To explain the functioning of the systems, Hopfield leaned heavily on the famous law coined by Canadian psychologist Donald Hebb: ‘When an axon of cell A is near enough to excite a cell B and repeatedly or persistently takes part in firing it, some growth process or metabolic change takes place in one or both cells such that A’s efficiency, as one of the cells firing B, is increased.’ You might know it as ‘neurons that fire together, wire together.’

Of course, Hopfield networks are not brains. And neither are they spin glasses. These types of comparisons are better thought of as ‘toy models’ that seek to help scientists understand the world. Frank Rosenblatt, on whose famous perceptron algorithm Hopfield aimed to build, stressed the importance of toy models to AI research in 1961:

‘The model is a simplified theoretical system, which purports to represent the laws and relationships which hold in the real physical universe…the model deliberately neglects certain complicating features of the natural phenomena under consideration, in order to obtain a more readily analyzed system, which will suggest basic principles that might be missed among the complexities of a more accurate representation.’

These models tell researchers about the problem they are trying to solve, but they also widen the epistemological field to accommodate new perspectives.

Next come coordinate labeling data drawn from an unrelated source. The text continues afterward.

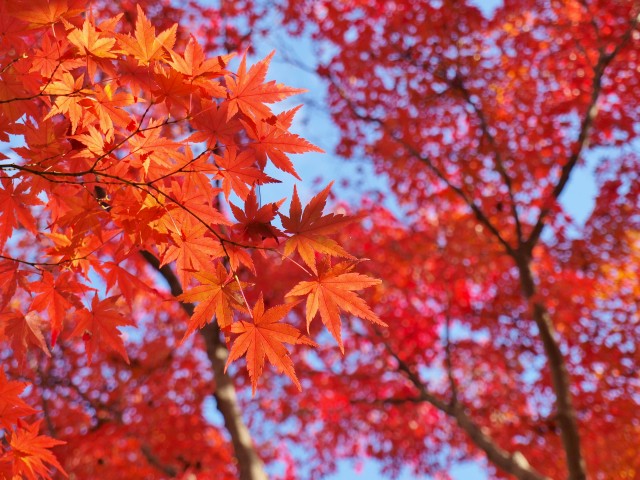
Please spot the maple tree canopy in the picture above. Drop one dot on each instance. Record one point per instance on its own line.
(503, 329)
(122, 140)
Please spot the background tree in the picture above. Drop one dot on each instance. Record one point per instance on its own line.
(123, 145)
(513, 328)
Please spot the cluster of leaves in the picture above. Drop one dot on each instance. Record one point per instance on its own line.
(481, 119)
(127, 145)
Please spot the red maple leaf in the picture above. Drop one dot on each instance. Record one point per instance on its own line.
(332, 291)
(248, 93)
(254, 222)
(239, 171)
(99, 327)
(32, 452)
(217, 295)
(272, 139)
(265, 336)
(309, 227)
(12, 407)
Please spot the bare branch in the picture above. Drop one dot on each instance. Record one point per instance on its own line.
(582, 141)
(513, 463)
(249, 463)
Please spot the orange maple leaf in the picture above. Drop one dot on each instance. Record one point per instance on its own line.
(69, 93)
(22, 331)
(254, 223)
(217, 295)
(238, 171)
(309, 227)
(12, 407)
(265, 336)
(146, 46)
(248, 93)
(99, 327)
(192, 251)
(57, 296)
(31, 453)
(89, 42)
(195, 63)
(15, 203)
(273, 140)
(332, 291)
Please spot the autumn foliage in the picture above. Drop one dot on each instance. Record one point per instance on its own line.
(150, 300)
(126, 139)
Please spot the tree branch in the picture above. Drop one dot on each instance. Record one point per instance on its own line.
(249, 463)
(582, 142)
(513, 463)
(168, 470)
(565, 412)
(457, 84)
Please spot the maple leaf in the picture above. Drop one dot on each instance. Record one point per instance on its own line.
(332, 291)
(107, 106)
(255, 223)
(22, 331)
(192, 251)
(213, 125)
(239, 172)
(146, 47)
(217, 295)
(57, 296)
(309, 227)
(273, 140)
(248, 93)
(99, 327)
(88, 41)
(41, 13)
(265, 336)
(31, 452)
(14, 206)
(195, 63)
(12, 407)
(68, 95)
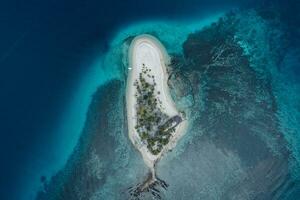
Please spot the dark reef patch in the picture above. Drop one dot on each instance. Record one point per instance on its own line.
(235, 148)
(104, 154)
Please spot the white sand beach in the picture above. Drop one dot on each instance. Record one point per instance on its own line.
(147, 50)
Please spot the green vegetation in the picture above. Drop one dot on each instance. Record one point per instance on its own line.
(153, 126)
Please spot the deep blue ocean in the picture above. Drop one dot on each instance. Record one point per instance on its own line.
(48, 55)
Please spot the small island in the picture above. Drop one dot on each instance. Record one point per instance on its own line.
(154, 123)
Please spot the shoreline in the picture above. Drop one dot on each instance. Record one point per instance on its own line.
(153, 48)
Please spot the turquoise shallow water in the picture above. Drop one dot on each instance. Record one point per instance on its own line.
(105, 68)
(244, 116)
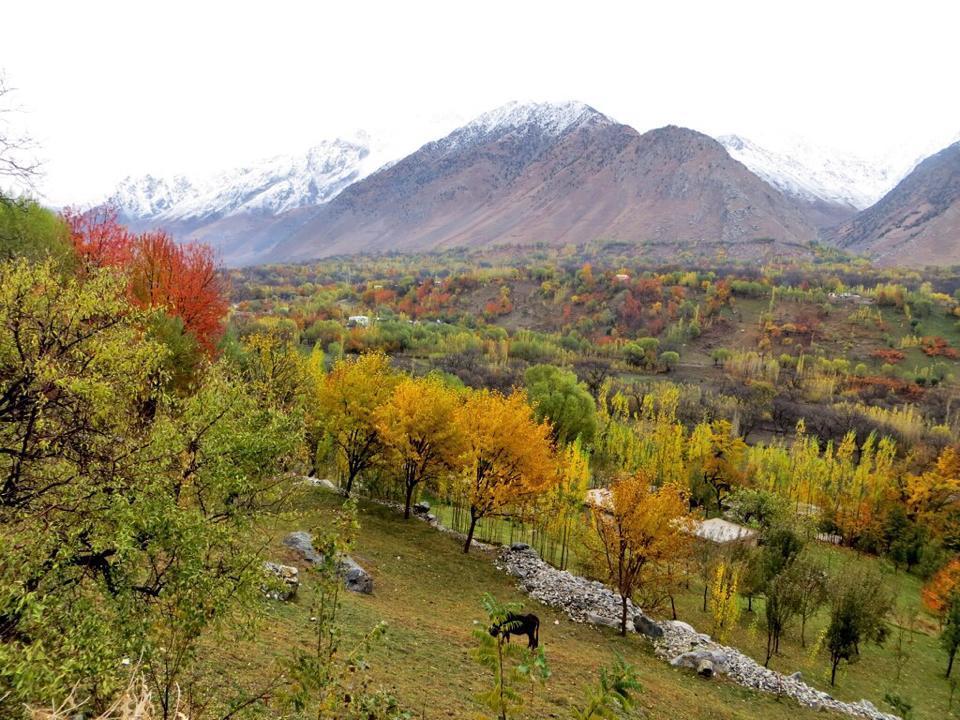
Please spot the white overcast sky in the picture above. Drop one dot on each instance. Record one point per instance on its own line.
(112, 89)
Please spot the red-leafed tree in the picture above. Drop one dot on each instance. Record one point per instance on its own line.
(184, 280)
(98, 238)
(181, 279)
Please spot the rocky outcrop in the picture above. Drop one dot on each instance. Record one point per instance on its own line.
(577, 596)
(676, 642)
(285, 581)
(355, 578)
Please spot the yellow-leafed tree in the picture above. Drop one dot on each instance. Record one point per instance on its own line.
(509, 458)
(348, 398)
(420, 431)
(639, 532)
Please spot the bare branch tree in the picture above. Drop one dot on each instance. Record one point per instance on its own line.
(18, 163)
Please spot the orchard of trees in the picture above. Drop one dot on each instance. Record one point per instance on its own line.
(147, 430)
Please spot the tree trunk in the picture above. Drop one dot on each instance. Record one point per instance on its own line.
(406, 507)
(473, 525)
(623, 616)
(351, 474)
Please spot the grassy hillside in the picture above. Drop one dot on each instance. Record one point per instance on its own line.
(428, 592)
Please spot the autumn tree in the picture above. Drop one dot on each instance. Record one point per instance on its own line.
(938, 590)
(638, 531)
(724, 604)
(858, 609)
(509, 457)
(950, 637)
(123, 532)
(348, 399)
(419, 428)
(719, 454)
(181, 279)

Philosophers of science Knuttila and Loettgers, for example, have shown that mental models ‘provide modelers with a powerful cognitive strategy to transfer concepts, formal structures, and methods from one discipline to another’.

Through this process of analogical reasoning, the twin abstractions of spin glass modelling and neurophysiology offered a way of describing the functioning of the systems that was both persuasive and epistemically valuable. It may have won Hopfield a Nobel Prize, but that would have been small comfort to Stephen Grossberg.